Johnathan Swift's 'Gulliver's Travels' and George Orwell's 'Animal Farm' are two better known examples of the satire (both political allegories. Although Orwell's novel '1984' was futuristic, it is not really a science fiction story but rather a cautionary tale. It is probably too serious in tone to be considered a satire).
If you want a shorter work, take Swift's essay "A Modest Proposal" (available on 'project gutenberg') as a source of study. Written actually about a century before the potato famine in Ireland, it proposes cooking and eating children, even offering some tips to diversify the dish!

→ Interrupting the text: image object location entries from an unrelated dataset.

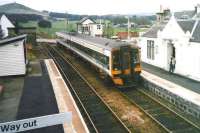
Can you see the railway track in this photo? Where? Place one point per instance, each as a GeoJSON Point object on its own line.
{"type": "Point", "coordinates": [98, 115]}
{"type": "Point", "coordinates": [166, 118]}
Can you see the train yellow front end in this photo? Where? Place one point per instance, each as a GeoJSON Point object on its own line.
{"type": "Point", "coordinates": [125, 66]}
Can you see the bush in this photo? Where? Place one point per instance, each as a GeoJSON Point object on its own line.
{"type": "Point", "coordinates": [44, 24]}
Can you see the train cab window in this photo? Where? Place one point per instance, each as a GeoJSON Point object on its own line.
{"type": "Point", "coordinates": [126, 60]}
{"type": "Point", "coordinates": [136, 56]}
{"type": "Point", "coordinates": [116, 60]}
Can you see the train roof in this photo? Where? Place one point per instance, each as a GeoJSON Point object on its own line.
{"type": "Point", "coordinates": [100, 41]}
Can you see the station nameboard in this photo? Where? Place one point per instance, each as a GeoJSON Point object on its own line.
{"type": "Point", "coordinates": [34, 123]}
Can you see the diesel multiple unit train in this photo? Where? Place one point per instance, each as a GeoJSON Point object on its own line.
{"type": "Point", "coordinates": [118, 60]}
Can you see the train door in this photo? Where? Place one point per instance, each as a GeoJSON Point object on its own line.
{"type": "Point", "coordinates": [125, 59]}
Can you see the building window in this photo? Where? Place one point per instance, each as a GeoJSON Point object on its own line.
{"type": "Point", "coordinates": [150, 50]}
{"type": "Point", "coordinates": [98, 27]}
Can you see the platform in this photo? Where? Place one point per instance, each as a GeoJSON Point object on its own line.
{"type": "Point", "coordinates": [180, 91]}
{"type": "Point", "coordinates": [65, 100]}
{"type": "Point", "coordinates": [37, 100]}
{"type": "Point", "coordinates": [177, 79]}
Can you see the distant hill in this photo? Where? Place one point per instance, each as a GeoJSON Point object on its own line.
{"type": "Point", "coordinates": [15, 8]}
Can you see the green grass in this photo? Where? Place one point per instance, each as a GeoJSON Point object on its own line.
{"type": "Point", "coordinates": [50, 32]}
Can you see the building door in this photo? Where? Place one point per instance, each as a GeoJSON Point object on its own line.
{"type": "Point", "coordinates": [171, 52]}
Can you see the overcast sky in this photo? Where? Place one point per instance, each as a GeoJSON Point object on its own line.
{"type": "Point", "coordinates": [101, 7]}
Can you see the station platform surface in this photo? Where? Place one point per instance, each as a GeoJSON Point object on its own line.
{"type": "Point", "coordinates": [65, 100]}
{"type": "Point", "coordinates": [37, 100]}
{"type": "Point", "coordinates": [174, 78]}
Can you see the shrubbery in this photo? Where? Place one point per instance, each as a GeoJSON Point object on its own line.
{"type": "Point", "coordinates": [44, 24]}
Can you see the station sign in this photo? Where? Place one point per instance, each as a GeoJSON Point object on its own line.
{"type": "Point", "coordinates": [34, 123]}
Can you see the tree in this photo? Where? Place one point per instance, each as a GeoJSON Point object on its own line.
{"type": "Point", "coordinates": [44, 24]}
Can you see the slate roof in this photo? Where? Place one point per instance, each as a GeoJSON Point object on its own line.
{"type": "Point", "coordinates": [11, 40]}
{"type": "Point", "coordinates": [186, 25]}
{"type": "Point", "coordinates": [152, 32]}
{"type": "Point", "coordinates": [183, 14]}
{"type": "Point", "coordinates": [84, 19]}
{"type": "Point", "coordinates": [99, 41]}
{"type": "Point", "coordinates": [196, 34]}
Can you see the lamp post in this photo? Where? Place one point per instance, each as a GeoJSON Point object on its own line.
{"type": "Point", "coordinates": [66, 22]}
{"type": "Point", "coordinates": [128, 24]}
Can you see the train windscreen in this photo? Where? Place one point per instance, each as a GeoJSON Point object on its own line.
{"type": "Point", "coordinates": [116, 60]}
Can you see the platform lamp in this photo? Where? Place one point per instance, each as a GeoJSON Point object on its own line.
{"type": "Point", "coordinates": [128, 23]}
{"type": "Point", "coordinates": [66, 22]}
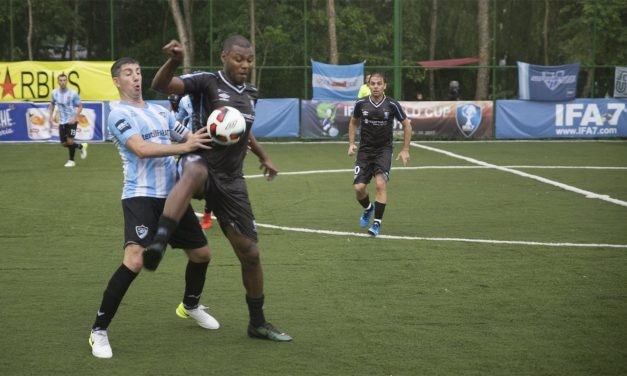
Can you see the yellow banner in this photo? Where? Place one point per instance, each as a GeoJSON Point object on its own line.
{"type": "Point", "coordinates": [35, 80]}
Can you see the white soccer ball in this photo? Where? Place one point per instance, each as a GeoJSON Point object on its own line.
{"type": "Point", "coordinates": [226, 125]}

A modern example of satire would be the Harry Potter series in children's literature, which, among other things, makes mirth at the expense of the British educational system, particularly boarding schools for very young children. This is not the primary intention of the book, but the reader can get some good laughs just the same.
In French literature, Rabelais's fantasy novels 'Pantagruel' and 'Gargantua' (1532 and 1534) were also political jabs at how the state and church had depleted the resources of the people. (Similar to parts of Swift's 'Gulliver's Travels.') Both works were censured for a while (of course, adding to their public appeal!) as being too provocative.
In poetry, "Dover Bitch" is a spoof of Matthew Arnold's serious poem "Dover Beach." (A satire which assumes the same form of the work it is mocking is called a parody.) "The Ten Commandments" of the Old Testament were 'rewritten' in an ironic way by the poem "The Last Decalogue.'
All these various literary genres are examples of satire.